What’s more, such items at a Sotheby’s auction today might achieve jaw-dropping monetary bids or in-kind tax deductions if granted to a museum. In 1805 this would not have been the case in a country where the memory that many Indian tribes had fought with the British during the Revolution (and would do so again in the War of 1812) and Native Americans were often perceived as “merciless savages” (Jefferson’s own phrasing in the Declaration of Independence).
You left out an important part of the quotation from Harris: "The flattering attention with which I have been honored at his Court, as the Agent of a Nation for whose Government his Majesty has personally expressed to me his high esteem, and the wisdom and prudence of whose measures, his Ministers have assured me, were a subject on which he frequently dwelt with interest, are a communication not less agreeable to me to make personally to your Excellency.
I have been induced to avail myself of this occasion to present to your Exclly. a bust of the Prince whose Character I have attempted to eulogize ... "
It's pretty clear that the bust was sent through Harris to Jefferson, but the original source was the Emperor.

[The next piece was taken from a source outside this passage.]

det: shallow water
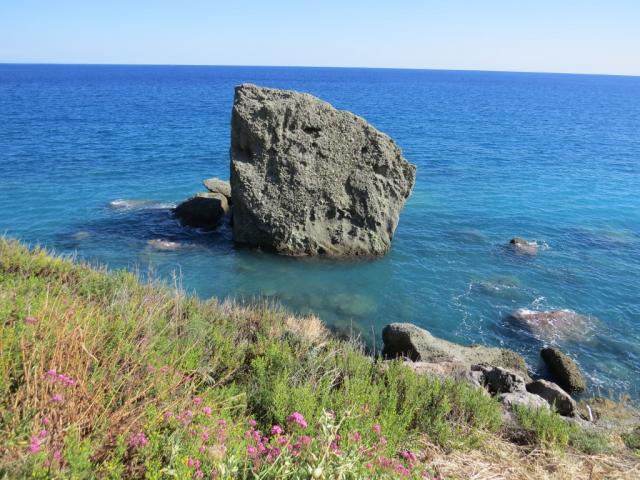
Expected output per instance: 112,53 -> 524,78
0,65 -> 640,398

He was induced by the Emperor, not some weird feelings he had for Jefferson. It's not as if they were selling plaster busts of the Emperor and Harris went to buy one; it had to be commissioned. The only person who could have done that, considering the original was the Emperor's property, was the Emperor himself.

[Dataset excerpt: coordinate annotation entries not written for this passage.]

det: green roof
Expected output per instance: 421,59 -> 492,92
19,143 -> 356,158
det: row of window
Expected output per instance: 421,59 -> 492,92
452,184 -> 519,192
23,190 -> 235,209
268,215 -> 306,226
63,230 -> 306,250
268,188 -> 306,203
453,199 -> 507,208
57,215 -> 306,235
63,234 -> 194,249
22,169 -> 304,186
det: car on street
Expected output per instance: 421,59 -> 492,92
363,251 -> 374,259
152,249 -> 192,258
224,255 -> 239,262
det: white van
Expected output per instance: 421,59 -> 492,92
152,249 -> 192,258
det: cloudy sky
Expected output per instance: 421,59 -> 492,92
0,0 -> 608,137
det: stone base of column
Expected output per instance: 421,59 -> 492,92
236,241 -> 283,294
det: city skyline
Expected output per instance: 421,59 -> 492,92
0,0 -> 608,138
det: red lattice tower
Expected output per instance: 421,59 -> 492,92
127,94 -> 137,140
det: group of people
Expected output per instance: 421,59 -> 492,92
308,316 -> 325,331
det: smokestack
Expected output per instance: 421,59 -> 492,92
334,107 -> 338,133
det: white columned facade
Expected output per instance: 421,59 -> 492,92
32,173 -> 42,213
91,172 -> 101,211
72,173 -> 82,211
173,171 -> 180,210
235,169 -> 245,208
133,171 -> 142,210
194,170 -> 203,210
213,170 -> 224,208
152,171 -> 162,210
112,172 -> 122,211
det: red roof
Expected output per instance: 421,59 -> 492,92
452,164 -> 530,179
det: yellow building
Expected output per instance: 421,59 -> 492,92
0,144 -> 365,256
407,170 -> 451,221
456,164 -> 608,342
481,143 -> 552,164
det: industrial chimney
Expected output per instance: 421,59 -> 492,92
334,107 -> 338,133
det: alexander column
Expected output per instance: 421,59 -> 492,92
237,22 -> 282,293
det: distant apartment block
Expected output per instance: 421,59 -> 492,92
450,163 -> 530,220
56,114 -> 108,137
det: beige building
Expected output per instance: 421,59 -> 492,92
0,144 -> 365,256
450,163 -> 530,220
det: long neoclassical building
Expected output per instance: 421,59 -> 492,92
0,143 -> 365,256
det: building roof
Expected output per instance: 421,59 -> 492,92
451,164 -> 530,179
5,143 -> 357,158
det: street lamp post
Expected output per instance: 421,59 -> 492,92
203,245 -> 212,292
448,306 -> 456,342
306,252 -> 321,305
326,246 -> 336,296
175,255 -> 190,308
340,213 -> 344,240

I am well aware of the whole quote and there is nothing dispositive in your citation that the bust came from the emperor. If the Czar wanted to send a gift to the president of the United States it certainly would have been an official act. Regardless, it's still a token item of de minimis value, especially in a world without photographs.
"...a communication not less agreeable to me to make personally to your Excellency" indicates that the Emperor induced Harris. Otherwise there was no communication from the Emperor, while Harris said there was. There's also this part: "... and of being the medium of conveying to my Government the most signal proofs of his regard for the United States" right before the whole passage.

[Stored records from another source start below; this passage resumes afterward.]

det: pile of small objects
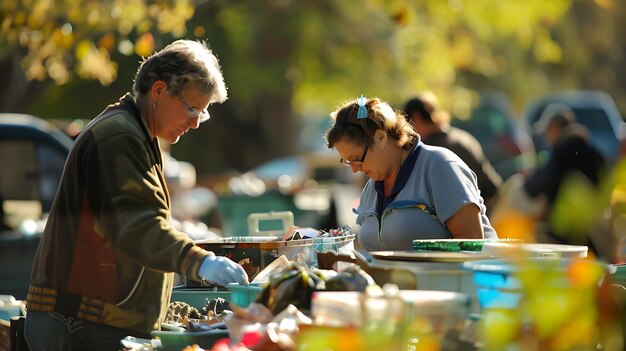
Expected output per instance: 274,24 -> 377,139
165,297 -> 230,325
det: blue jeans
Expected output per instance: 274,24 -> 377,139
24,311 -> 150,351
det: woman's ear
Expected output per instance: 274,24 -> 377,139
374,129 -> 387,149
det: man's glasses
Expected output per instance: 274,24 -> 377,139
339,144 -> 370,167
176,94 -> 211,123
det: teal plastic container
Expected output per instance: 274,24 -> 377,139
171,286 -> 231,309
228,283 -> 264,308
150,329 -> 229,351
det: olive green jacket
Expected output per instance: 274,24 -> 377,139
27,94 -> 209,333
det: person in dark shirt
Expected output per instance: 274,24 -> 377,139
523,122 -> 607,255
404,93 -> 502,209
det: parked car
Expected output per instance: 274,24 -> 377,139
218,150 -> 362,236
0,113 -> 73,299
524,90 -> 625,168
452,92 -> 535,180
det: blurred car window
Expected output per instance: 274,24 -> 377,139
452,93 -> 534,180
525,90 -> 625,164
0,113 -> 73,299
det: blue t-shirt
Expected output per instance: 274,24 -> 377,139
353,142 -> 497,251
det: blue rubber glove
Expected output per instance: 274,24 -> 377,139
198,255 -> 250,286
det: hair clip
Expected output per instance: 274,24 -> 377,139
356,94 -> 367,119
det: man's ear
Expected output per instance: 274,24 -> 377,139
374,129 -> 388,149
150,80 -> 167,100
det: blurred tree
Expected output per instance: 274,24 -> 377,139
0,0 -> 194,111
0,0 -> 626,179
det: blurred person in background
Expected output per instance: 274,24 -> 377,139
532,102 -> 576,165
524,119 -> 614,258
25,40 -> 248,351
491,104 -> 615,261
326,96 -> 497,251
404,92 -> 502,213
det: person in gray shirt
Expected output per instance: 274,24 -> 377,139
404,92 -> 502,210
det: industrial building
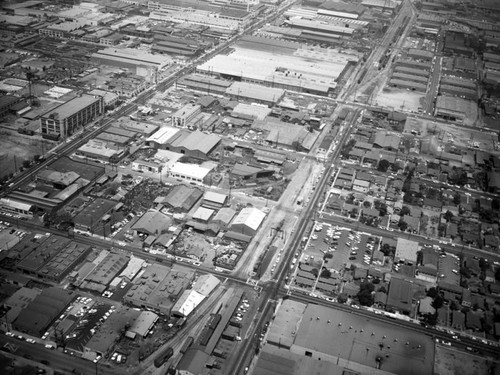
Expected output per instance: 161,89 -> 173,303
12,287 -> 74,337
0,198 -> 33,219
91,47 -> 172,71
130,211 -> 172,237
40,95 -> 104,138
75,139 -> 125,163
77,250 -> 129,293
157,185 -> 203,212
394,237 -> 418,265
169,162 -> 212,185
172,103 -> 201,128
266,299 -> 434,375
231,207 -> 266,236
165,130 -> 221,160
73,198 -> 116,232
435,95 -> 477,122
123,264 -> 194,315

How would Harris have come into possession of a plaster copy of a marble bust kept by the Emperor? They didn't just make those for commerce. It had to have come from the Emperor, however indirectly. There's no reason that it would have been an official act: the US was unpopular with most of the Russian nobility after independence was achieved and we hadn't formalized relations yet.
Again, nothing requires the gift to be valuable. Symbolic gifts are covered as well.
Yes — an absolute monarch of vast power and wealth is going to send a small, throwaway, plaster copy bust of himself to another head of state, and do it via a diplomatic functionary. In the diplomacy of the day, this would only be conceived as a massive insult to Jefferson.
Gormadoc, I don't know who Hennessey is, but he knows enough about putting history in context that you probably ought to sign off. You aren't going to beat him.
You really think in an absolute monarchy like period Russia they WEREN'T selling busts of the Czar in ever street market in St. Petersburg?
I take it that the "mischief" argument didn't go over so well?
The notion that the founding fathers, who were so obviously concerned about corruption in the federal government, and equally concerned with the power of the executive, would have intended to exempt the president himself from anti-corruption strictures, is far and away the stupidest, most ludicrous "originalist" claim ever invented. And that's saying a lot. Moreover this argument has been exhaustively debunked by John Mikhail et al. https://balkin.blogspot.com/2019/09/the-2018-seegers-lecture-emoluments-and.html
But in the service of defending President Trump, no bullshit argument is too far-fetched. Tillman and Blackman should be ashamed.
Unironic standing ovation.
But _why_ would the Founders have wanted to exclude elected officials? Is there any good reason to do so?